Generic drugs must have the same dosage, intended use, effects, side effects, route of administration, risks, safety, and strength as the original drug.
The most recent posting contains 57 product-specific guidances─35 new and 22 revised. Fifteen of the new draft guidances and four of the revised guidances are for complex drug products, including multiple products that do not yet have generic competition.
This follows a report by the GAO that accused the FDA of failing to issue product-specific guidance documents and recommended that the agency announce its plans to issue and revise guidance for complex drugs.
The newest product-specific guidances include guidances for Pfizer’s eczema drug Eucrisa and Clovis Oncology’s PARP therapy Rubraca. They may facilitate the development of cheaper generic alternatives to these complex drugs.
FDA commissioner Scott Gottlieb said: “Since becoming commissioner I’ve made it my goal to improve patient access to affordable drugs.
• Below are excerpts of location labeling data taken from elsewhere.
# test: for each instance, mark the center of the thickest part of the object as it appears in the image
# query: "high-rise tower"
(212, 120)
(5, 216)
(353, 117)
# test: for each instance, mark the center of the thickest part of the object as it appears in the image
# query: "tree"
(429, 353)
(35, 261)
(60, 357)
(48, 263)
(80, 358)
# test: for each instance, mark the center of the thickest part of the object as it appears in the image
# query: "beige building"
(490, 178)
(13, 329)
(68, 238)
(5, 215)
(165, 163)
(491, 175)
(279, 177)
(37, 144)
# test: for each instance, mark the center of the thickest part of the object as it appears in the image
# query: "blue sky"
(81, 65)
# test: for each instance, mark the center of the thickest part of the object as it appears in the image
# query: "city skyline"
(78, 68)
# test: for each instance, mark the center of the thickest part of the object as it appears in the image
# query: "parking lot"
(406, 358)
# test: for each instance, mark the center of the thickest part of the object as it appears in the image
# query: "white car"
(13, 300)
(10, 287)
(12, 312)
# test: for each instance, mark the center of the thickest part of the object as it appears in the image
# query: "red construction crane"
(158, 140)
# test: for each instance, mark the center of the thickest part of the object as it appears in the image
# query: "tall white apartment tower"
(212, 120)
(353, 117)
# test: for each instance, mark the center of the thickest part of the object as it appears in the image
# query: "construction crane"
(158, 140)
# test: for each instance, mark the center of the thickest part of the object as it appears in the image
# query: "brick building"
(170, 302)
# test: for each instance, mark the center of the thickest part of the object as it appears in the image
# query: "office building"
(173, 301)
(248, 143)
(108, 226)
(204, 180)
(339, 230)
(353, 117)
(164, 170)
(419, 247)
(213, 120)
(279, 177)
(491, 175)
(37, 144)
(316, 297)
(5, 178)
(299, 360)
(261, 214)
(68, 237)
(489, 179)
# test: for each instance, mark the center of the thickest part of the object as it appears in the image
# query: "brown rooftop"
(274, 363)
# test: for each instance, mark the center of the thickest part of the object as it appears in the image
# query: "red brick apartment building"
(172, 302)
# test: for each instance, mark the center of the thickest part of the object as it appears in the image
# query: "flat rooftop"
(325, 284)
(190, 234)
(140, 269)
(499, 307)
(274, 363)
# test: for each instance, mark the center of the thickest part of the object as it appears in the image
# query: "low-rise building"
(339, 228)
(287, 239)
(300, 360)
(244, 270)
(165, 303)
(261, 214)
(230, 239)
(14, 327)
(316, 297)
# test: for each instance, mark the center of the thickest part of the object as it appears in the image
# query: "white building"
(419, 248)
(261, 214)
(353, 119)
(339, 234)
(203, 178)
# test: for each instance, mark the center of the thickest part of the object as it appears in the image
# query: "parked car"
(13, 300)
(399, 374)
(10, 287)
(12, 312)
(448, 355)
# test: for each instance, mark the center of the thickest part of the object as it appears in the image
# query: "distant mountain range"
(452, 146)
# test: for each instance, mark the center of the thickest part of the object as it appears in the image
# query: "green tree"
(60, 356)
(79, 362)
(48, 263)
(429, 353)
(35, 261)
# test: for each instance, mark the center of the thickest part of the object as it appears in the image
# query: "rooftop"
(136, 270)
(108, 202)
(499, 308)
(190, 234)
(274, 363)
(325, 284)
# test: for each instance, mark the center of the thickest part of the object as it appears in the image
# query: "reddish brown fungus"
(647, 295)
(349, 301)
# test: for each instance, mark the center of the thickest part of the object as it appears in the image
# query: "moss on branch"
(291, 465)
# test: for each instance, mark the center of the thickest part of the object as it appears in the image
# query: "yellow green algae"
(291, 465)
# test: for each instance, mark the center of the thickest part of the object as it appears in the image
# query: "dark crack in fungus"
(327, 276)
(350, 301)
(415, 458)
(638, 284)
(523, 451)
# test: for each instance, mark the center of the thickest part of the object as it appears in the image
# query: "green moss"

No patient should be priced out of critical medicine. It’s a public health concern if patients can’t access the drugs they need. It’s an issue we’re addressing using the full scope of our authorities.
“As part of this commitment, we’re advancing many policies aimed at making it easier to bring safe, effective, high-quality generic competition to the market, especially for a category of branded medicines known as ‘complex drugs.’ These drugs are often harder to ‘genericise,’ or copy, under our traditional approaches. In too many cases, that has discouraged competition. It’s meant branded drugs have enjoyed monopolies long after their patents and exclusivities have lapsed.”
In a statement, the agency said that it would continue to routinely post and revise product-specific guidances.
In June 2017, the FDA launched a Drug Competition Action Plan to improve patient access through the development of generic drugs in pharmaceutical categories that lacked competition. This particularly focused on ‘complex’ drugs, which are drugs that involve a complex formulation or complex active ingredient, thus making it harder to develop a generic equivalent. Increased transparency in the publication of product-specific guidances may encourage further competition and greater public access to cheaper generic drugs.